Angiostrongylus Cantonensis

 

     Angiostrongylus cantonensis is the parasitic nematode (roundworm) that causes Angiostrongyliasis, the most common cause of eosiniphilic meningitis in Southeast Asia and the Pacific Basin [1].  It commonly resides in the pulmonary arteries of rats, giving it the nickname the “rat lungworm.”  Snails are the primary intermediate hosts, where larvae develop until they are infective.  Humans are incidental hosts, and may become infected through ingestion of larvae in raw or undercooked snails or other vectors, or contaminated water and vegetables. The larvae are then transported via the blood to the central nervous system (CNS), where they are the most common cause of eosiniphilic meningitis, a serious condition that can lead to death or permanent brain and nerve damage [2].  Identified in 1964, Angistrongyliasis is an infection of increasing public health importance as globalization aids in the geographic spread of the disease.

 

Infectious Agent

     Angiostrongylus cantonensis is a helminth of the phylum Nematoda, order strongylida, and superfamily metastrongyloidea, but is commonly referred to as the rat lungworm.  Nematodes are roundworms characterized by a tough outer cuticle, unsegmented bodies, and a fully developed GI tract. The order Strongylida includes hookworms and lungworms.  Metastrongyloidea are characterized as long, slender, threadlike worms that reside in the lungs of the definitive host [3].  Angiostrongylus costaricensis is a closely related worm that causes intestinal Angiostrongyliasis in Central and South America.

 

History of Discovery

     Nematodes suspected to be A. cantonensis were first identified in the cerebrospinal fluid of a patient with eosiniphilic meningitis by Nomura and Lim in Taiwan in 1944.  They called the parasite Haemostrongylus ratti, and noted that raw food eaten by the patient may have been contaminated by rats.  This paper, however, was not translated from Japanese to English until 1964, just a few years after the parasite had been defined, so their discovery was not widely recognized.

     In 1955, Mackerass and Sanders identified the life cycle of the worm in rats, defining snails and slugs as the intermediate host and noting the path of transmission through the blood, brain, and lungs in rats.

     In 1961, an epidemiological study of eosiniphilc meningitis in humans was conducted by Rosen, Laigret, and Bories, who hypothesized that the parasite causing these infections was carried by fish. However Alicata noted that raw fish was consumed by large numbers of people in Hawaii without apparent consequences, and patients presenting with mengitis symptoms had a history of eating raw snails or prawns in the weeks before presenting with symptoms.  This observation along with epidemiology and autopsy of infected brains confirmed A. cantonensis infection in humans as the cause of the majority of eosiniphilic meningitis cases in Southeast Asia and the Pacific Islands [4].

 

Clinical Presentation in Humans

     In humans, Angiostrongylus is the most common cause of eosiniphilic meningitis [1].  Frequently the infection will resolve without treatment or serious consequences, but in cases with a heavy load of parasites the infection can be so severe it can cause permanent damage to the CNS or death [5]. 

     Early Symptoms

     Infection first presents with severe abdominal pain, nausea, vomiting, and weakness, which gradually lessens and progresses to fever, and then to CNS symptoms and severe headache and stiffness of the neck. Occasionally patients present with cranial nerve palsies, usually in nerves 7 and 8, and rarely larvae will enter ocular structures [6].

     Severe CNS Infection

     CNS symptoms begin with mild cognitive impairment and slowed reactions, and in a very sever form often progress to unconsciousness [2].  Patients may present with neuropathic pain early in the infection.
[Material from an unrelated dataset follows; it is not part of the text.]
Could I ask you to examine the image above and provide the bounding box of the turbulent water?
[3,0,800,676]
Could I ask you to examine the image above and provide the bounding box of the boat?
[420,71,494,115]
Eventually severe infection will lead to ascending weakness, quadriparesis, areflexia, respiratory failure, and muscle atrophy, and will lead to death if not treated [2].   Even with treatment, damage to the CNS may be permanent and result in a variety of negative outcomes depending on the location of the infection, and the patient ay suffer chronic pain as a result of infection [2]. 

     Eye Invasion

     Symptoms of eye invasion include visual impairment, pain, keratitis, and retinal edema.  Worms usually appear in the anterior chamber and vitreous and can sometimes be removed surgically.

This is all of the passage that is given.